Will teaches Aya pinball. He showed her how to work the flipper — he worked the right side, she the left.
Snack time: watermelon, goldfish, blueberries!
And where was Kate? Watching them with rapt attention. All in all, it was not particularly difficult watching 2 2-year olds plus an infant… although it is definitely much, much easier when all the kids are the same age. Two words: “Constant Alert!”
Pirate Captain Will, complete with skeleton band-aids.

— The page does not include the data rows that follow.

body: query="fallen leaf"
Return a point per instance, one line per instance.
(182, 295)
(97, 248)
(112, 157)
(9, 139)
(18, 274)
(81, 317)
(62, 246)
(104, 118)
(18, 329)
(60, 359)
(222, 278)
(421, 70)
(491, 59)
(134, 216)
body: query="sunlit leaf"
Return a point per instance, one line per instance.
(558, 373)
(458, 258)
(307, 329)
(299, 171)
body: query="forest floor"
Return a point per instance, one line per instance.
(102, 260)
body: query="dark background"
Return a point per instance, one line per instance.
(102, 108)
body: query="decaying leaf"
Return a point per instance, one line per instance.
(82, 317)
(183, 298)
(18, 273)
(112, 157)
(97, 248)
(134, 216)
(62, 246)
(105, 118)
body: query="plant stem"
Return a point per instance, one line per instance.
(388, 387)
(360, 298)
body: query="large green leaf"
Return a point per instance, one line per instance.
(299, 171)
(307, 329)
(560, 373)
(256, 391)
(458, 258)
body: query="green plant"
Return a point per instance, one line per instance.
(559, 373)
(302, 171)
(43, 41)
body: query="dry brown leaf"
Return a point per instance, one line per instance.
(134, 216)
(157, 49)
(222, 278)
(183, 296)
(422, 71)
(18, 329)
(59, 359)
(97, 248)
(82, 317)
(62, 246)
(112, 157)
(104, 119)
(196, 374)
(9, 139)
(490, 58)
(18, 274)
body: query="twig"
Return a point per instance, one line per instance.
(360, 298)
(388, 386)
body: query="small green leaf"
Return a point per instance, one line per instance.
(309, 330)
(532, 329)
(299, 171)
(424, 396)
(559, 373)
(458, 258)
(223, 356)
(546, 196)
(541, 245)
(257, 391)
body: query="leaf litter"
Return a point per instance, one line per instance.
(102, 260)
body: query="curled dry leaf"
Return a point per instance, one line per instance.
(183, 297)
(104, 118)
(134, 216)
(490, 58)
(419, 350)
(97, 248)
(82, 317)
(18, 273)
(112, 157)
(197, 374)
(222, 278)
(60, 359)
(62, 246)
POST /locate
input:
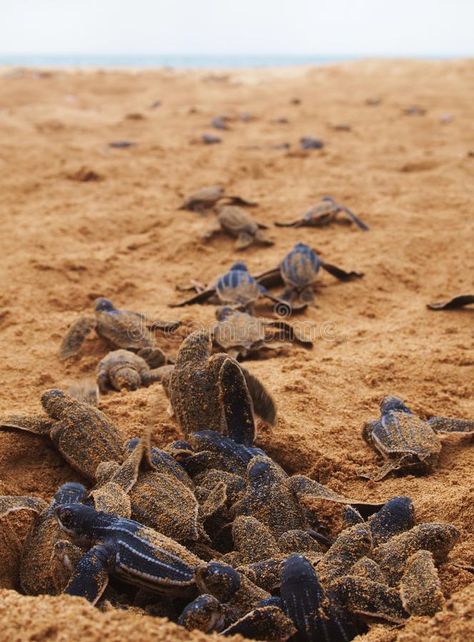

Plastic Mile | 26-Aug-06 at 2:11 pm | Permalink
Very cool pictures. I remember the cutest little brown-haired girl I used to play with as a kid sometimes, and wonder what happened to her. Her name was Lorianne and we used to build sand castles. Sometimes I think it would’ve been cooler to have grown up in a less transient community, so that the people you grew up with are the people who you knew since you were wee high. I didn’t grow up with anyone I knew from elementary school, and don’t know anyone from then, and that sucks. Just another way I feel like I was robbed of a “normal” childhood, whatever that is. It’s like a piece of your history is gone.
Holly | 26-Aug-06 at 10:43 pm | Permalink
What would have been a “normal” childhood for you, in your view?
I don’t feel like a piece of my history is gone, and I have never had a place to call “my hometown.”
I’ve met a lot of folks who have always lived in one place and a lot of folks who grew up moving about. While nice is to be found in both, my experience is that the moved-around people are more open-minded, better educated, and just generally more friendly and accepting. I consider it my duty as a parent to make sure my kids live in some different places — including overseas — during their formative years.
Plastic Mile | 30-Aug-06 at 5:25 pm | Permalink
I certainly do, as I said, feel that a piece of my history is gone when the people whom I cared about at a young age are no longer around. I had fun with them and I have fond memories of the time, so yes, it’s history lost.
Everyone’s ideal is different, but there is something to be said for a long-standing sense of community and permanance, that sense of identity. There is value in that. It’s not the only “ideal,” but it’s mine, in the sense that it’s what I wanted. There’s a certain charm to growing up behind picket fences, and you’re not necessarily an idiot if you do. Of course at some point you’ve got to get out and see the world, but that’s not really the point. The point is that there can be value in pointing to a place and its people who you’ve known forever, and being able to say, hey I belong there.